The resistance will show up. Guilt, especially. The sense that you should be using this. The urge to fill it with something worthy. That resistance is information. It’s telling you exactly how badly you needed this and how thoroughly you’ve been trained not to take it.
White space is not empty. It’s where your life actually gets to process.
What white space actually feels like
A lot of the language around rest and recovery has set us up to expect something that doesn’t actually happen, and then we feel like we’re doing it wrong.
White space does not feel like a perfect, peaceful afternoon. It doesn’t feel like a meditation retreat or a spa or the cover of a magazine featuring a woman in a linen shirt looking unbothered. That is not what you are aiming for. That is not what this is.
What it actually feels like, at first, is a little strange. Then a little restless. Then, if you stay with it, something loosens. A moment where nothing is pulling at you. A break in the internal pressure that you didn’t realize was constant until it pauses. The sensation of not needing to move on to the next thing immediately. Not needing to have a plan for the next thirty minutes.
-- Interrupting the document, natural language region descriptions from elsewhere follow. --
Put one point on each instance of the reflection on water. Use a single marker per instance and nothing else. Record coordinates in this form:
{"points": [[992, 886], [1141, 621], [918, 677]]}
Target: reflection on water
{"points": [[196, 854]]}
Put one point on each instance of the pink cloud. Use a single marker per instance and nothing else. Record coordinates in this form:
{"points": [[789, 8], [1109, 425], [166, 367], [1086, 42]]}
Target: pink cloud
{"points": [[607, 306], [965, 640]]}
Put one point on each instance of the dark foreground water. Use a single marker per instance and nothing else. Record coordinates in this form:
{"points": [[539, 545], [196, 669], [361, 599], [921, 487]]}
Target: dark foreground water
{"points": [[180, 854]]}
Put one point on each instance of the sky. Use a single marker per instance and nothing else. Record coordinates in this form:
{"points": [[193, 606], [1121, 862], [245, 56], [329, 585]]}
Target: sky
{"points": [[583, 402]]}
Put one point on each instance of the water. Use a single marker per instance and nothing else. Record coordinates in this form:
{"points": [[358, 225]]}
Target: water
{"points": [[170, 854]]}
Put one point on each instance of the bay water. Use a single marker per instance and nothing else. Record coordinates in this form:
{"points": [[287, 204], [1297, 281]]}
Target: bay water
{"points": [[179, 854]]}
It is subtle. It is not dramatic. But it changes the texture of the whole day in a way that’s hard to explain until you feel it. It’s the difference between a day that felt like a chase and a day that felt like something you were actually in, present for, not just executing.
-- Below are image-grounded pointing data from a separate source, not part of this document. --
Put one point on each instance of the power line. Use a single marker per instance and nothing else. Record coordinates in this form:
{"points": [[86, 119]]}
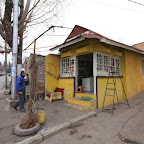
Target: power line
{"points": [[136, 2], [117, 6]]}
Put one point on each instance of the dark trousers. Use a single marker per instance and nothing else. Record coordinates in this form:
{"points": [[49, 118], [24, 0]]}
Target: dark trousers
{"points": [[21, 101]]}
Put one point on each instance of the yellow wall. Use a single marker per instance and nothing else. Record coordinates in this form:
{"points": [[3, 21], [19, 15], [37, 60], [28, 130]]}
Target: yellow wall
{"points": [[68, 86], [52, 72], [134, 78]]}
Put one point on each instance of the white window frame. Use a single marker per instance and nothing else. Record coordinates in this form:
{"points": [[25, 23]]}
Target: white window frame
{"points": [[66, 68], [103, 66]]}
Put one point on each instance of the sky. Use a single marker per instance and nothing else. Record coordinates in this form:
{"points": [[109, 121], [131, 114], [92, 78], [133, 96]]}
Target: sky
{"points": [[120, 20]]}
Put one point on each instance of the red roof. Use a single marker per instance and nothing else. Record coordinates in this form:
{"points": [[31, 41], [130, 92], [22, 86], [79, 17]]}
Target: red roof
{"points": [[79, 31]]}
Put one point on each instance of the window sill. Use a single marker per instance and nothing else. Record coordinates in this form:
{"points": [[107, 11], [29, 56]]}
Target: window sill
{"points": [[109, 76], [66, 77]]}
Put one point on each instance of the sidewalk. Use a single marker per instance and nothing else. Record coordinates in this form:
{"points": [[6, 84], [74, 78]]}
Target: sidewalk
{"points": [[56, 113], [126, 125]]}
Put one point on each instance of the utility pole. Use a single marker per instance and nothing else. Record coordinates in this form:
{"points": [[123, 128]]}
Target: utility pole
{"points": [[14, 48], [5, 65]]}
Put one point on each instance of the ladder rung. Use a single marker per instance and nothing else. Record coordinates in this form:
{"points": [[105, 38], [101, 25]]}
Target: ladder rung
{"points": [[109, 95], [110, 88]]}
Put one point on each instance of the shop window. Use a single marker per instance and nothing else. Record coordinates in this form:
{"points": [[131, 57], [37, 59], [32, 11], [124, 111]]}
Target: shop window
{"points": [[106, 63], [67, 67]]}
That’s the thing you’re giving yourself. Not a perfect hour. Just a moment where you are not needed. Where the schedule has no claim on you. Where the day has a little room to breathe, and therefore, so do you.

Letting something stay unfinished
When I talk about protecting an hour, I almost always hear some version of, but I’ll lose that time. I can’t afford to just lose an hour.
I understand that feeling. And I want to push back on it because I think we have the math wrong.
You are not losing an hour. You’re releasing pressure. You’re giving your nervous system somewhere to put down what it’s been carrying. You’re giving the ghost appointments in your week a place to exist and resolve instead of spilling everywhere else. You’re giving yourself back a sense of enough, which is something that no amount of productivity actually delivers on its own.
What you gain from one protected, unassigned hour is not easy to measure. But it shows up. In the quality of your attention, the rest of the week. In the patience you have for the people who need you. In the way the hard things feel slightly more manageable because there is a little space around them instead of everything touching everything else.
So here is the only thing I’m going to ask you to do. Look at the week ahead. Find one hour. Don’t assign it a purpose. Don’t plan what you’ll do with it or what it will fix or how you’ll use it. Let it stay open. See what finds its way into that space when you stop filling it in advance.
You might be surprised by what was already waiting there.
Most planners don’t leave room for this kind of time. There’s nowhere in a typical week’s layout for a ghost appointment, or an hour that has no name. That’s something to remember when you’re choosing tools for the life you’re actually living.